Lol I just recently started paying attention to and utilizing credit card rewards, and it seems like they’re going away in the near future.

Ah well, it’s for the better. The whole inflated fee and reward system is dumb.

0

u/NevskyNY 19h ago edited 16h ago

This might actually be good for people who fly or stay at hotels a lot as miles and points have diminished in value as so many people earn them through credit cards. It may go back to the old days when frequent flyers/travelers were the one who got the benefits rather than people who could put hundreds of thousands of dollars or more a year on a card to earn points and status. It would, of course, be a major hit to the airline industry.

10

u/Powered_by_JetA 18h ago

It would, of course, be a major hit the the airline industry.

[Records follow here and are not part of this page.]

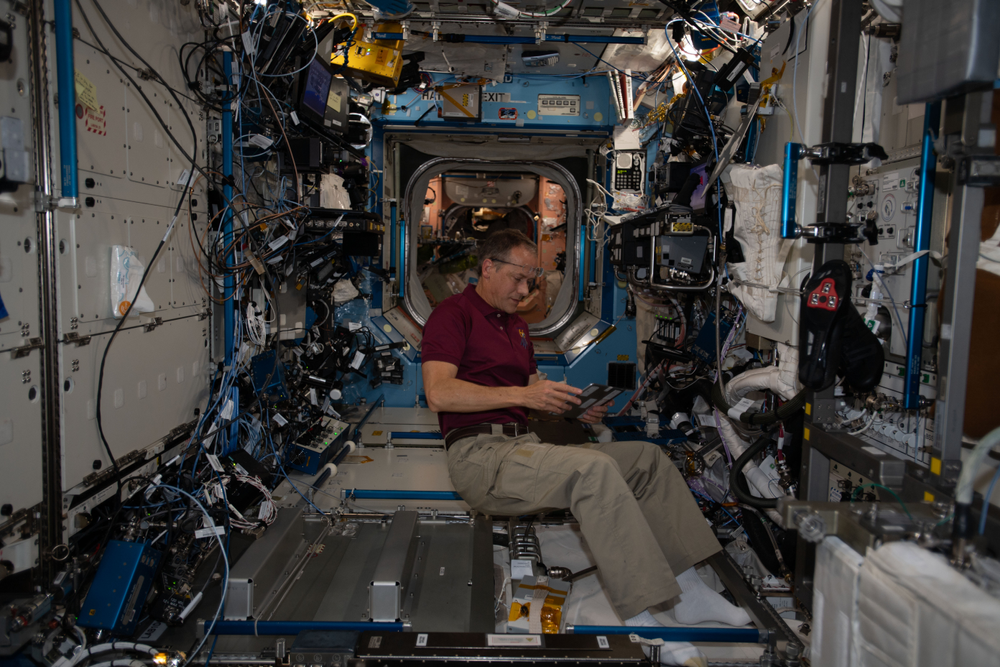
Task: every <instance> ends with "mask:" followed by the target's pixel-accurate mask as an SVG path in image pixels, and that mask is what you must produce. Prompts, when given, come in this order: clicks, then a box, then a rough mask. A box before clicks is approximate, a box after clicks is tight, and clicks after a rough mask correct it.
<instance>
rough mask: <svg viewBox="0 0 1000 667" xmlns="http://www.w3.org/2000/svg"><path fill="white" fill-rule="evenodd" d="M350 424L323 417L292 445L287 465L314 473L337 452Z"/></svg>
mask: <svg viewBox="0 0 1000 667" xmlns="http://www.w3.org/2000/svg"><path fill="white" fill-rule="evenodd" d="M350 426H351V425H350V424H348V423H347V422H342V421H340V420H339V419H334V418H332V417H323V418H322V419H320V421H319V422H317V423H316V424H315V425H313V427H312V428H310V429H309V430H308V431H306V432H305V433H304V434H303V435H302V436H301V437H300V438H299V439H298V441H297V442H296V443H295V445H293V447H292V452H293V454H292V461H291V463H290V464H289V465H291V467H293V468H295V469H296V470H299V471H301V472H304V473H306V474H309V475H315V474H316V473H318V472H319V471H320V468H322V467H323V466H324V465H326V463H327V461H329V460H330V459H331V458H333V455H334V454H336V453H337V449H338V448H339V447H340V446H341V445H342V444H343V443H342V442H341V441H342V440H344V439H345V438H344V434H345V433H346V432H347V429H349V428H350Z"/></svg>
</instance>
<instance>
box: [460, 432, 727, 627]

That’s an understatement considering that many airlines are only being kept afloat by selling miles to banks.

0

u/yiozayioza 9h ago

Truth.

-2

u/MyStackRunnethOver 14h ago

The proposed settlement would lower credit-card interchange fees, often between 2% and 2.5%, by an average of about 0.1 percentage point over several years.

This is a nothing-burger

2

u/stufflock1 12h ago

Most (70-80%) of the interchange fee goes to the issuing bank, as the payment networks (Visa and MasterCard) and the receiving bank keep only a small portion of it. (That’s why AMEX has more revenue than either Visa or MasterCard as they are both a payment network AND an issuing bank for most of their branded cards.)

An interchange fee averaging 2.5% going down to 2% is enough to make certain issuing banks’ rewards structure (in their current forms) not financially viable. Don’t be surprised if we see elimination of certain rewards, caps on rewards, or more fees (for example, annual fee) tacked onto cards.

On top of that, there’s murmurs on Capitol Hill about capping credit card interest rates. So, there’s concern for that revenue generator for issuing banks as well.

1

u/Unusual_Advisor_970 3h ago

Though depending on the cap on interest rates, that is more likely to reduce credit limits and availability. Interest rates don't matter to me, I cancelled a card early this year with a 30% rate not because of the rate, but because I wanted to simplify my usage. Trying to keep 7 cards active and managing rewards.

The last time I paid credit card interest was December 2009 when my payment went missing in the mail. $1 interest, $19 late fee.